Fluendo AI

Assisted scene calibration for sports analysis

Escrito por:

Izan Leal

24 de Abril de 2024

In the fast-paced world of sports, every moment counts. From pinpointing a flaw in a golf swing to dissecting a crucial play in a soccer match, the ability to analyze video footage has become an indispensable tool for athletes, coaches, and enthusiasts alike. Sports video analysis goes beyond mere observation; it's a strategic approach that harnesses the power of technology to enhance performance, refine strategies, and gain a competitive edge.

This blog post will delve into the challenges and methodologies of sports video analysis, exploring how advancements in technology and innovative techniques are reshaping how we study and understand athletic performance by giving an insight into traditional and cutting-edge sports analysis methodologies.

Traditional vs new sports analysis

In the early times, sports video analysis was based on the meticulous scrutiny of recorded footage by coaches and analysts to reconstruct the movement of the players on the field. This hands-on approach required keen observational skills and a deep understanding of the sport being analyzed. Coaches meticulously reviewed each video frame, pausing and rewinding to identify players, key moments, movements, and strategic decisions, making it a very complex task that took a long time to complete.

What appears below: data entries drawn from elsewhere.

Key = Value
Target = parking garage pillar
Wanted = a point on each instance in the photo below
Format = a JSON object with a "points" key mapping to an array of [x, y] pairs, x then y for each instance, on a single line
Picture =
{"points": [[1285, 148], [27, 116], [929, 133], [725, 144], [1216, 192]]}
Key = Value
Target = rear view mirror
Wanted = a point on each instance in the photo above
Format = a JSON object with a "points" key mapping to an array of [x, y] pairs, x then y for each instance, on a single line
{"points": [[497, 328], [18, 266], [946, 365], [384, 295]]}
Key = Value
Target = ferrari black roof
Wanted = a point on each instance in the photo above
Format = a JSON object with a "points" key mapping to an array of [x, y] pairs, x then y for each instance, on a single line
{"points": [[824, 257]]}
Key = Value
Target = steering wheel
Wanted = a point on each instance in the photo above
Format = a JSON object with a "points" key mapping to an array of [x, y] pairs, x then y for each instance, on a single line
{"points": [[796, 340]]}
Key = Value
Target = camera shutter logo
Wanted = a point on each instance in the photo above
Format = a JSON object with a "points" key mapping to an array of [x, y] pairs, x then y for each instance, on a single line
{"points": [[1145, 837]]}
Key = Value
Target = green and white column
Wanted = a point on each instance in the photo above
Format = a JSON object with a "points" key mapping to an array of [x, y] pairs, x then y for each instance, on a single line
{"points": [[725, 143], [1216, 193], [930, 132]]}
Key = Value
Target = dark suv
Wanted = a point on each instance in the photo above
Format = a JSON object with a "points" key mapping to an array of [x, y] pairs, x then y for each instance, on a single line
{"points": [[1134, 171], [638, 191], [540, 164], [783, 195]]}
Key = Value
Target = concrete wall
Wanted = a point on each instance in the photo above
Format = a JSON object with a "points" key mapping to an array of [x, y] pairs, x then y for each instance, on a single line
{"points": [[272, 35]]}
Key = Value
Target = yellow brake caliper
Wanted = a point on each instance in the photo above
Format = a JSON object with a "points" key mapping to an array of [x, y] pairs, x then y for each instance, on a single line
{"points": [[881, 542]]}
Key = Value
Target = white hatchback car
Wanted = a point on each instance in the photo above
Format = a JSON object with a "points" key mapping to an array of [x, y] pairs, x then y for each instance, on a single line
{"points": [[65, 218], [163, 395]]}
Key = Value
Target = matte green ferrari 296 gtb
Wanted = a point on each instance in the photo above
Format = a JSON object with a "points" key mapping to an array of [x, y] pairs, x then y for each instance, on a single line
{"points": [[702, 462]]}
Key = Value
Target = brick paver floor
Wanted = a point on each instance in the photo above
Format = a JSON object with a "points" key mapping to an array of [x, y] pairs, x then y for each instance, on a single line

Indeed, as technology progresses, there are now tools capable of automatically detecting players and precisely determining their positions on the field in every frame. As discussed in a previous post, player detection can be accomplished using artificial intelligence models like YOLOv5. Once a player is identified within an image, a reprojection algorithm comes into play, facilitating the conversion from camera pixel coordinates to real-world coordinates. This advancement enables a more accurate and efficient analysis of player movements and interactions within the game environment.

Camera reprojection

Camera reprojection is a fundamental technique in computer vision and photogrammetry that involves projecting 3D points onto a camera's image plane and then back-projecting them into 3D space. This process allows for tasks such as estimating camera pose or reconstructing 3D scenes from 2D images. For the sports video analysis, players' positions will be projected onto a flat field map. However, to ensure accurate reprojection, a well-calibrated camera is essential.

The camera calibration process in computer vision involves determining a camera's intrinsic and extrinsic parameters to ensure that measurements and relationships in the real world can be correctly interpreted in the image or vice versa.

The intrinsic parameters refer to the internal characteristics of a camera, which are the focal length, principal point, and lens distortion coefficients.

Focal length (f): determines the camera's field of view and affects the scale of objects in the image.
Principal point (c): represents the optical center of the camera's image sensor.
Lens distortion coefficients: account for imperfections in the lens that can cause geometric distortions.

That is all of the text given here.